The horror stories of passengers stuck on cruise ships may have subsided in the earlier weeks of the coronavirus pandemic, but that nightmare situation lingered for the crew including—the DJ.
Until just this week, Brazilian DJ Caio Saldanha was lodged on a Celebrity Cruise ship, waiting alongside a multitude of crew members to be repatriated to their motherlands. Saldanha boarded the Celebrity Infinity for a 24-week work trip on March 14, according to Vox, a day after the Trump administration issued a mandate banning boats from sailing.
It was the same cruise ship that Groove Cruise Miami 2020 embarked on just a couple of months prior. As Saldanha’s Instagram posts from December show, dance music charter cruises like Groove Cruise and Holy Ship! aren’t the only ones with parties popping off on the decks. But since the Covid-19 outbreak, Saldanha stopped posting videos and pictures of him spinning. Instead, he chronicled the two months he was trapped on the ship on his Instagram story. “I want to be a source in the middle of this,” he said.
“Yeah, I stopped posting photos on Instagram about my job. I’m just giving information to people who follow me to try to expose what’s going on. I’ve stopped every bit of social media as a DJ—the stuff we do to get an audience, or work when we’re on land,” Saldanha told Vox in a report published Thursday. “I’m exposing my situation. I’m trying to help. A lot of people are in silence right now.”

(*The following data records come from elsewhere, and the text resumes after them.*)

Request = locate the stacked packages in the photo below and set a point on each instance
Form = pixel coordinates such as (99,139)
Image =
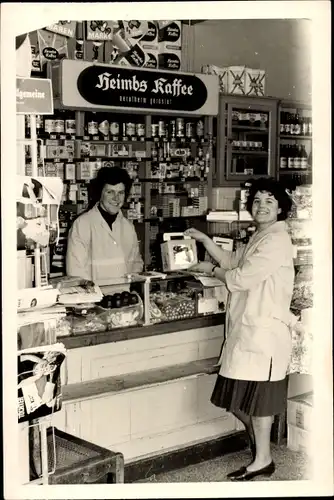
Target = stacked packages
(238,80)
(299,418)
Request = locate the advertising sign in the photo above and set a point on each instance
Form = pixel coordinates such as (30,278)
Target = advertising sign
(106,87)
(34,96)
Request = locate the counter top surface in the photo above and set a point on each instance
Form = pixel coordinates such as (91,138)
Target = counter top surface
(135,332)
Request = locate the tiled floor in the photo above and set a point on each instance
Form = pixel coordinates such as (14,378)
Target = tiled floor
(290,466)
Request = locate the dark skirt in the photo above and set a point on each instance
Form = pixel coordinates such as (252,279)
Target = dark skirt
(258,399)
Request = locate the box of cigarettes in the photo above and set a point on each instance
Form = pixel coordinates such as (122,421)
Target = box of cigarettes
(255,81)
(236,80)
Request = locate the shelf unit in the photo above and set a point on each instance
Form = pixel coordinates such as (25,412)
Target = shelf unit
(151,191)
(254,155)
(298,176)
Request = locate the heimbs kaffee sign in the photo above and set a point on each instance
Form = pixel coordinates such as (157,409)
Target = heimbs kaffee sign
(106,87)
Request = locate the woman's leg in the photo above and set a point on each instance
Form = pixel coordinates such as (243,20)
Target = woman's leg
(262,430)
(247,421)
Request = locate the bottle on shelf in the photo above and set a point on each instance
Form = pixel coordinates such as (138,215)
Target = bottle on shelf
(303,158)
(283,157)
(103,126)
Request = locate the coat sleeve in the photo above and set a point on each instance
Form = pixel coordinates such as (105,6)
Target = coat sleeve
(135,261)
(78,261)
(269,255)
(230,260)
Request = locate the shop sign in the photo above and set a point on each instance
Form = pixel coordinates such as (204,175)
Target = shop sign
(34,96)
(106,87)
(65,28)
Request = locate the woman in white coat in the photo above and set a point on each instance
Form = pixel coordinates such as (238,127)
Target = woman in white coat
(102,243)
(252,382)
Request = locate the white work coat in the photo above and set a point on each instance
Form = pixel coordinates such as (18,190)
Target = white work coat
(260,281)
(96,253)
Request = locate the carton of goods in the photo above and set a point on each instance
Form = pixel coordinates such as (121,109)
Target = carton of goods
(222,73)
(178,254)
(236,80)
(299,411)
(170,33)
(255,82)
(298,439)
(169,58)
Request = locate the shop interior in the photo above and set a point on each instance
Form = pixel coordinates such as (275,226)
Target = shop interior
(122,393)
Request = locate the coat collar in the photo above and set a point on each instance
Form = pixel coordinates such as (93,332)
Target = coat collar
(276,227)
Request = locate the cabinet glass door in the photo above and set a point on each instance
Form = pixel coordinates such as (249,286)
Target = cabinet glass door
(249,143)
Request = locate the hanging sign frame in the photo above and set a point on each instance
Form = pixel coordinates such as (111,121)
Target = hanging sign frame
(105,87)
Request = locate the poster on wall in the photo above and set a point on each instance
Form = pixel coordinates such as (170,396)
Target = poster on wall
(105,87)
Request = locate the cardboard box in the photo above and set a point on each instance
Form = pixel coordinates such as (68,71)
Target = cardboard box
(300,410)
(222,73)
(170,32)
(298,439)
(236,80)
(168,58)
(255,82)
(178,254)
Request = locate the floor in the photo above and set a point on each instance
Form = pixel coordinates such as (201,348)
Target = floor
(290,466)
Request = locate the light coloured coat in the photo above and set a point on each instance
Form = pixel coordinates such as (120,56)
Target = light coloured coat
(260,281)
(96,253)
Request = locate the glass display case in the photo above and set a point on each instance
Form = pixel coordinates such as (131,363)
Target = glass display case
(247,133)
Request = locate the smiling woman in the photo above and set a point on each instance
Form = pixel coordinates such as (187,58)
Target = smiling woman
(102,243)
(252,381)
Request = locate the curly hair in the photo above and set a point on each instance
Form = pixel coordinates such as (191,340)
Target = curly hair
(108,175)
(275,188)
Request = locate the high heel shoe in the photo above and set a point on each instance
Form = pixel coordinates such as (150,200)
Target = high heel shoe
(249,475)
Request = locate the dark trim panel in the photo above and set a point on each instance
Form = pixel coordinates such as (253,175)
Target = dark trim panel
(136,332)
(144,468)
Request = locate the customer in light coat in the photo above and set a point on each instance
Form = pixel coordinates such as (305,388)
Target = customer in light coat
(102,243)
(256,352)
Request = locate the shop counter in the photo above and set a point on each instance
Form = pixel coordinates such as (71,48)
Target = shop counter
(143,391)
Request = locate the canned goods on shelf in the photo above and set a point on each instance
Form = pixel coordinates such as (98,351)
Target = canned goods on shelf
(161,128)
(114,128)
(130,129)
(155,129)
(49,126)
(140,129)
(180,127)
(93,128)
(70,127)
(59,126)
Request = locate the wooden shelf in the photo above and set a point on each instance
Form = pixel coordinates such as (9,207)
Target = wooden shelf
(251,153)
(249,128)
(294,137)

Cruise ships disembarked most passengers by early April, but more than 100,000 crew members stayed on board, the Miami Herald reported last month. Part of that was because cruise companies anticipated the no-sail order to last only 30 days. However, in early April, the U.S. Centers for Disease Control and Prevention (CDC) prohibited cruising in American seas through late July, due to coronavirus infections among workers on ships.

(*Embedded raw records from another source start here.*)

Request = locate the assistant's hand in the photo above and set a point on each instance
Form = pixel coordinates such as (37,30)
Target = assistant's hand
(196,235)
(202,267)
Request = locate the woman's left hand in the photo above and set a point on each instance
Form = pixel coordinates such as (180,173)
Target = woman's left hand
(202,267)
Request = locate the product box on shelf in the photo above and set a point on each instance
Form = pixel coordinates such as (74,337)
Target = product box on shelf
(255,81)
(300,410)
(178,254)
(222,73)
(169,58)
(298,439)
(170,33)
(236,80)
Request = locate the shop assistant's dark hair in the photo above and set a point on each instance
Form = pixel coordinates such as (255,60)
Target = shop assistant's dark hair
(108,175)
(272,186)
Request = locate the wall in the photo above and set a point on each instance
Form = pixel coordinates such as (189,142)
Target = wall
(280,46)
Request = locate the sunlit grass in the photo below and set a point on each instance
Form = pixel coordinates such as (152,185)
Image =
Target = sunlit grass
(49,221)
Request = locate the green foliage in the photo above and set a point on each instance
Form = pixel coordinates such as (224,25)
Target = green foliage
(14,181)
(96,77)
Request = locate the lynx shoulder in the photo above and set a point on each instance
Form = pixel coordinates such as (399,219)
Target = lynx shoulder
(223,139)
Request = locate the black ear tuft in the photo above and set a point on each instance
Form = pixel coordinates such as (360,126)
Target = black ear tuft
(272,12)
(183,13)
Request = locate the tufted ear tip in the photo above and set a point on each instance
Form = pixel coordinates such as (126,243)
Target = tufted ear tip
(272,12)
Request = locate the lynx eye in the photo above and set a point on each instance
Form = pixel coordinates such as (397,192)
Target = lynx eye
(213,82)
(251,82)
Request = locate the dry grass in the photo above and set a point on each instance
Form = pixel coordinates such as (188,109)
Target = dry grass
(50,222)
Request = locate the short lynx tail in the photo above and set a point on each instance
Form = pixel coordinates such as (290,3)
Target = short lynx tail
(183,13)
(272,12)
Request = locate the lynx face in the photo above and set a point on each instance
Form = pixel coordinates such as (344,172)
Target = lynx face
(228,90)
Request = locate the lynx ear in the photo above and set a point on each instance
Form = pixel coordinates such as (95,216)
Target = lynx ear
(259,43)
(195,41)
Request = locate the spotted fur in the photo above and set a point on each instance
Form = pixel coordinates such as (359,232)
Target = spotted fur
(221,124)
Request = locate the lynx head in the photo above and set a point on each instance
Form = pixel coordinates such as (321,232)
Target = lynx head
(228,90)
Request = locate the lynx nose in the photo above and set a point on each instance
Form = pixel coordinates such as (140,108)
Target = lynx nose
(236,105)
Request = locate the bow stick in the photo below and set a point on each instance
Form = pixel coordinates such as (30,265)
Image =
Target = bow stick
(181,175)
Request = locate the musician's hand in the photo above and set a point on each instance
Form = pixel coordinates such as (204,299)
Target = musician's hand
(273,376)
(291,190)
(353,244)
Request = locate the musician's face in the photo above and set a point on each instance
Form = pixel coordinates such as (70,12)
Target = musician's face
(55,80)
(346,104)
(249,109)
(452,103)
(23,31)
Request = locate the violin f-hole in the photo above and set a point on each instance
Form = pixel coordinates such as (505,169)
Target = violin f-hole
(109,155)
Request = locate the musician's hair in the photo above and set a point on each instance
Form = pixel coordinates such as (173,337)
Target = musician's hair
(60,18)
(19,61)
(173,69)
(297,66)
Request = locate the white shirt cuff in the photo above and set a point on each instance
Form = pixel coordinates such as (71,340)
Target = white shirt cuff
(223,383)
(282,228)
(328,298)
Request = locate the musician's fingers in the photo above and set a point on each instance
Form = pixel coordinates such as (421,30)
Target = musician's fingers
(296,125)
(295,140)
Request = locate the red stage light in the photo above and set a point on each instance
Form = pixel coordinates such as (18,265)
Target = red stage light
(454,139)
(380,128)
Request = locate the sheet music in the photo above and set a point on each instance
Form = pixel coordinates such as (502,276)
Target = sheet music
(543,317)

“They disembarked all the passengers, and they kept all the crew members on the ship until further notice,” Saldanha told Vox. “It was hard to understand the situation.”
Crew members “didn’t have any kind of measure to avoid Covid-19 on the ship,” the DJ said. He added he was not aware of any cases on the Celebrity Infinity, but that crew members could possibly have been exposed.
DJ Career In Limbo
While drifting in limbo outside of Tampa Bay, Saldanha said he and his fiancé passed the time by watching movies on YouTube and playing games. They also read up on financing for career shifts.

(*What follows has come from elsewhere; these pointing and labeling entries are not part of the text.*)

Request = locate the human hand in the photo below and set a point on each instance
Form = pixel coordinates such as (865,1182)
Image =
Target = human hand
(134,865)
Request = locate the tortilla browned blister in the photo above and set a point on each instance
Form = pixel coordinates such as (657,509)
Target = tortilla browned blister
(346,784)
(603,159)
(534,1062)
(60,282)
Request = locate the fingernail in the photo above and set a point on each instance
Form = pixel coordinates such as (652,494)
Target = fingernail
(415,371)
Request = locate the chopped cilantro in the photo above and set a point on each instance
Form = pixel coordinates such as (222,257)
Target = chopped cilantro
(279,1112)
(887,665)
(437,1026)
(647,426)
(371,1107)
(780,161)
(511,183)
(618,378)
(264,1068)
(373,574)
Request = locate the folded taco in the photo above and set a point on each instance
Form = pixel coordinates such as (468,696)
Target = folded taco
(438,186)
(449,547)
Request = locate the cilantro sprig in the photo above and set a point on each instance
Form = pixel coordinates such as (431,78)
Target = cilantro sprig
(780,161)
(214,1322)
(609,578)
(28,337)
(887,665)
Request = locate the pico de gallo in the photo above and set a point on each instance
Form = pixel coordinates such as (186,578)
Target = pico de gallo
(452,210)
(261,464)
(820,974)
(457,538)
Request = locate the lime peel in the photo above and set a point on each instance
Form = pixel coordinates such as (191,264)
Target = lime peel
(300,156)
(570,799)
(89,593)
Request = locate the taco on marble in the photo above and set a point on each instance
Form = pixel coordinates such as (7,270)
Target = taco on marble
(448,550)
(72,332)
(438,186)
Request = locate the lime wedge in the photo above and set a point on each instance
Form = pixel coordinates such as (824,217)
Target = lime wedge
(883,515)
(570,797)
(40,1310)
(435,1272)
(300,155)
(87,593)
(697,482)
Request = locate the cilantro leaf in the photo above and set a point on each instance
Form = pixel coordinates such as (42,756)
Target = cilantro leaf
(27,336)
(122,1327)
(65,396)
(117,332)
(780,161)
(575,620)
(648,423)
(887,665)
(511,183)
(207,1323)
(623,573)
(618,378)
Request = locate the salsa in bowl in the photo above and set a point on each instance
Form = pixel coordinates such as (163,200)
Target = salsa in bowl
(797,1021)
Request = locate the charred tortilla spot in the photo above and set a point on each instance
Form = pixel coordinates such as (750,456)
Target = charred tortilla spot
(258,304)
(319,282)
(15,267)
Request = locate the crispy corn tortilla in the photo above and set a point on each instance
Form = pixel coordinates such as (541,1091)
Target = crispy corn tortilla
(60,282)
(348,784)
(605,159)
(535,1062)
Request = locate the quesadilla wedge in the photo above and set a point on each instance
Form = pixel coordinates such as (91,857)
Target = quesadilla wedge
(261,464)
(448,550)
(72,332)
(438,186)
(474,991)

“We will need to be prepared, back on land, to face a new reality as far as work goes,” Saldanha said. “We’re going to need to change our jobs. We can’t work here anymore.”
Like the cruise industry, the music industry that has been devastated by the global pandemic. Mass gatherings including concerts and festivals are largely forbidden or have social distancing rules greatly restricting capacity. And the standstill in live events has halted gigs for all DJs, from the world’s most famous to Saldanha.
Life on cruise ship quarantine wasn’t pure torture. Saldanha said he and his fiancé had “good treatment.” That included a balcony guest cabin and being free to wander around the ship until midnight. Others weren’t so lucky. Saldanha said a music director and his girlfriend told him they spent five days in a windowless crew cabin.
“We’re sharing everything. People on other ships are reaching [out to] me,” Saldanha said. “We’re developing a network of people who are thinking the same way.”
Feeling Forgotten
Eventually, quarantine with a view grew ugly. Saldanha said he became “desensitized” to the sea’s beauty and viewed it as “oppressive” and “a jail.”
Saldanha heard that the ship would go to Barbados in late May and he could fly to Brazil from there. The couple made it home on Wednesday. They reunited with their dog and plan to get married. On his Instagram story on Thursday, Saldanha said in Portuguese that they are doing well and appreciate everyone who helped and supported them.
His takeaway message wasn’t one about music. Rather, it was about feeling forgotten on the cruise.
“This industry is focused on passengers. Nobody thinks about the crew members,” Saldanha said. “This industry is focused on keeping a good image for the public and the service, and they forget about the workers.”